Their final analysis says, basically, there’s a 3-5% difference in 30-day, 90-day, and 1-year mortality if your nearest hospital is on diversion >12 hours in a day vs. if your nearest hospital is on diversion <6 hours per day.  The between 6-12 hour diversion cohort performed identically to the <6 hour per day cohort.  So, I don’t know exactly what to make of this.  Their 95% CI almost crosses zero.  Something magical happens at 12 hours that changes your acute MI mortality risk.  So, yes, what the authors are trying to prove is probably true – but this article’s data mining and massage can only hypothesize the association, and doesn’t prove anything.

“Association Between Ambulance Diversion and Survival Among Patients With Acute Myocardial Infarction.”
http://www.ncbi.nlm.nih.gov/pubmed/21666277

Prehospital STEMI Diversion to PCI

Time is muscle and the earlier you get to PCI the more muscle you can save.  So, we should just drive by all the critical access hospitals and go straight to PCI-capable centers?  The Dutch, in this retrospective study, think we should.  Everything in their protocol hinges on EMS reading a computer interpretation of the EKG, and, if it says STEMI, they go to the PCI center.  At the end of the day, everyone who went to the PCI capable center first rather than the spoke hospital first had a mortality benefit between 2% and 2.6% at one year.  


What they really don’t discuss much are the outcomes of the 5.7% of their intention-to-treat analysis that had false positives.  False positives, at least, are typically not harmful to the patient – the alternative diagnoses for chest pain that would benefit from immediate treatment at one of their non-PCI “spoke” hospitals are probably not that frequent – aortic dissections and submassive PEs tend to be the sorts of things that would benefit.  But, even if they did a true intention-to-treat analysis, they’d probably still have a mortality benefit.  The other problem with false positives is the financial costs associated with unneeded cath lab activation and the costs to the system associated with taking EMS out of service.  It’s obvious that treating patients for their disease in the most timely fashion for certain diseases improves outcomes – but we must always beware of the unintended consequences.

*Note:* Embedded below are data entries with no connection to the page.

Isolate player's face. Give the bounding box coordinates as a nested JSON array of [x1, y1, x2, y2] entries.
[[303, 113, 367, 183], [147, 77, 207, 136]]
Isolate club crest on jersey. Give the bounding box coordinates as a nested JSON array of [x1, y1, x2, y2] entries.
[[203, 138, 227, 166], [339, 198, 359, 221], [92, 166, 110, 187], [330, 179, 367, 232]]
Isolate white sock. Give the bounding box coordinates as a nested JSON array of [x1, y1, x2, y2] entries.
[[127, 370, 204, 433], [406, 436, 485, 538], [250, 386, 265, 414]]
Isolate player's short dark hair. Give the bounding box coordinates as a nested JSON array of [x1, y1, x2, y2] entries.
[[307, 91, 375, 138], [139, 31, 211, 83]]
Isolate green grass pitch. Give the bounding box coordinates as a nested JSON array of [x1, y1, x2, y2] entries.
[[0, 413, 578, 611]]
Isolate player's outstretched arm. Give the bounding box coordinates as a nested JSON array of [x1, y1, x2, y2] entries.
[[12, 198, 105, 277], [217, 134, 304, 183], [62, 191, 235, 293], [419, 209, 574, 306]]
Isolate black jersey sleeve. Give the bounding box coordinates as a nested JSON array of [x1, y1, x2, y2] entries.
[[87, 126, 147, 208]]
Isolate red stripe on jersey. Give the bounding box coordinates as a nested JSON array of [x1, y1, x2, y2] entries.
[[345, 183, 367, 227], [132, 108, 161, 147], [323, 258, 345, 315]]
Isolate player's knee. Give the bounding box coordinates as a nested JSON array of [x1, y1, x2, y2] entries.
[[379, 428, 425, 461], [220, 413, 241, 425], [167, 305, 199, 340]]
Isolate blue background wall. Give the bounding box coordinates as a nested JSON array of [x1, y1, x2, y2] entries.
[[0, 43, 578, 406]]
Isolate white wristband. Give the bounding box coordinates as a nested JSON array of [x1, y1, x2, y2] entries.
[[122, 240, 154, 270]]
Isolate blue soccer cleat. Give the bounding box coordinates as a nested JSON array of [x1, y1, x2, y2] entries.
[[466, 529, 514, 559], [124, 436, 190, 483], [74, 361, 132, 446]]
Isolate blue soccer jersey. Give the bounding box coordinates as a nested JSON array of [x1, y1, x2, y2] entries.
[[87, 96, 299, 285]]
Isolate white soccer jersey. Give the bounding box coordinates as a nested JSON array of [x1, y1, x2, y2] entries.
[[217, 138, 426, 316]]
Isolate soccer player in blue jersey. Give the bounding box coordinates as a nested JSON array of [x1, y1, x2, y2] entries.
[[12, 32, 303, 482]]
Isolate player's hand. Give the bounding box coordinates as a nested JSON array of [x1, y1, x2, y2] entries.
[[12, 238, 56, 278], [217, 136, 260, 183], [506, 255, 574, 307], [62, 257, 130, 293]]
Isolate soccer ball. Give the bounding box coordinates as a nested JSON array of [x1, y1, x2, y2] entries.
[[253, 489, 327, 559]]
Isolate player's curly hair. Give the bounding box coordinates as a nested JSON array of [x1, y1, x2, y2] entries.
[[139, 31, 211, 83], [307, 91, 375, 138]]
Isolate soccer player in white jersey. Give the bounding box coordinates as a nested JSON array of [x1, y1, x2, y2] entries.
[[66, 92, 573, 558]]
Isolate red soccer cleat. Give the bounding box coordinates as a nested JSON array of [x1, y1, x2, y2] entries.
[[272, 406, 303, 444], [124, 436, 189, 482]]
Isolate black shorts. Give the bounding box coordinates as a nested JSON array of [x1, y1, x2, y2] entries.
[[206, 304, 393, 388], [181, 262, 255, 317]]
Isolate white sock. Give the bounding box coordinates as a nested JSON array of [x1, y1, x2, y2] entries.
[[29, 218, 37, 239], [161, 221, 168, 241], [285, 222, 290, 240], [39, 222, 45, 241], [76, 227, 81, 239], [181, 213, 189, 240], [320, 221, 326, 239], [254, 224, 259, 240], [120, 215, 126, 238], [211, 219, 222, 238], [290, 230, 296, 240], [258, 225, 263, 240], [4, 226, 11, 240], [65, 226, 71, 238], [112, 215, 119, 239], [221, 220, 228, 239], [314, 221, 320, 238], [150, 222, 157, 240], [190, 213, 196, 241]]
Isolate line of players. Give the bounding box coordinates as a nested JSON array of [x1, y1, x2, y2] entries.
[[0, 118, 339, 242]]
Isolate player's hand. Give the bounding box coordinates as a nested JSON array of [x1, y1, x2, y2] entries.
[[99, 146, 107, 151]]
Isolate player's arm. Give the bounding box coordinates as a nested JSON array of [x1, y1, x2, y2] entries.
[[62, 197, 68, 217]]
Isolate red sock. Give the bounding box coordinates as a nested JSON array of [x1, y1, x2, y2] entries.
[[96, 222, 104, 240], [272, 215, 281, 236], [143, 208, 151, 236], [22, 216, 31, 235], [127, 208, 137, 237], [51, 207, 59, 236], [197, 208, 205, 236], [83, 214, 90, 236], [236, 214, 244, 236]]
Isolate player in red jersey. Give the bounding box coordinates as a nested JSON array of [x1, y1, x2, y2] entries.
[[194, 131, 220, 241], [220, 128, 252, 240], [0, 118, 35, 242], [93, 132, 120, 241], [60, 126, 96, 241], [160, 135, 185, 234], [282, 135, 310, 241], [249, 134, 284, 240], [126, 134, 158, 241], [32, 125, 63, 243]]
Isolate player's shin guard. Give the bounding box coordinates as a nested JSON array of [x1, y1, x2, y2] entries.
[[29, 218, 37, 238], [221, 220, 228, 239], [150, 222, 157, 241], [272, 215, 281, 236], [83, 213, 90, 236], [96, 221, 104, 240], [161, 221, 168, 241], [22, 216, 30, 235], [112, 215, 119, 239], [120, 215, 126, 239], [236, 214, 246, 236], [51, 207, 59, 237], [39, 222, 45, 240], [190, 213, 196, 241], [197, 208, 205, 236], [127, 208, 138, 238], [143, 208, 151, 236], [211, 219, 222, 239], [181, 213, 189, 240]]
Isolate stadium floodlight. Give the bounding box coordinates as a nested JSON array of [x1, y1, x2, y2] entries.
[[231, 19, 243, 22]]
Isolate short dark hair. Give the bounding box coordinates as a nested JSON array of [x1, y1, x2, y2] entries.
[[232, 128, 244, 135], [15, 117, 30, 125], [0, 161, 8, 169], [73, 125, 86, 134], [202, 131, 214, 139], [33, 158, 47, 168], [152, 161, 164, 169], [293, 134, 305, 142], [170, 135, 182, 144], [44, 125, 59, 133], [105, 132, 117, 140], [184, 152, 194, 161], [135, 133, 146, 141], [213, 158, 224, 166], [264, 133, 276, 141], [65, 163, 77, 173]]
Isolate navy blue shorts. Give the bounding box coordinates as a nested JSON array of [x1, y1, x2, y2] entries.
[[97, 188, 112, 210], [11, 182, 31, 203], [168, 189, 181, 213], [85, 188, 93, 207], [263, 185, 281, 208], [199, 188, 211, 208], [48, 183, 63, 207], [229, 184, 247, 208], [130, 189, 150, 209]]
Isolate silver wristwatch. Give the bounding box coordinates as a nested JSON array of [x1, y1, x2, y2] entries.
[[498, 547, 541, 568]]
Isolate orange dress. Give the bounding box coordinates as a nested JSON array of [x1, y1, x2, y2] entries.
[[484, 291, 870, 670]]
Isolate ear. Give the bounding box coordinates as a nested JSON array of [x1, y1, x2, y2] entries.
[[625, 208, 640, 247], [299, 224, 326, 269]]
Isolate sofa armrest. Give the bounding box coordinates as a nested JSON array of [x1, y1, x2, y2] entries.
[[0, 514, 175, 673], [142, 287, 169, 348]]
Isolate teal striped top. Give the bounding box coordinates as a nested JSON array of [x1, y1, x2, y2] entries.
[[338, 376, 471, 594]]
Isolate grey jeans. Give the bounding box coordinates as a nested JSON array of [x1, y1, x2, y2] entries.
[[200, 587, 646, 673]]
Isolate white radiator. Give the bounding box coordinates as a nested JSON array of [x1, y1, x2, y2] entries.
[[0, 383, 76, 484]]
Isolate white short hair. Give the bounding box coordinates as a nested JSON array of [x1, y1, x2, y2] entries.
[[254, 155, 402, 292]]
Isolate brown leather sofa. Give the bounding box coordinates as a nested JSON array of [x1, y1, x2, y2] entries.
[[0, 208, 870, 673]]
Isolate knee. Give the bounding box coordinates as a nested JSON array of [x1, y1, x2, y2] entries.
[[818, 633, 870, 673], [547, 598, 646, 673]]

http://www.ncbi.nlm.nih.gov/pubmed/21315209


This is actually a big deal sort of topic in EM right now as it relates to the regionalization of care, which is something that the Academic Emergency Medicine consensus conference is dealing with right now.  Attempting to mirror what’s happened with trauma networks, they’re trying to extend the benefits to other acute conditions that otherwise benefit from transfer to higher levels of care.  Clearly, a myriad of life-threatening conditions benefit from the resources of tertiary referral centers – but the logistics and political issues associated with centralizing care for different conditions remains a significant barrier.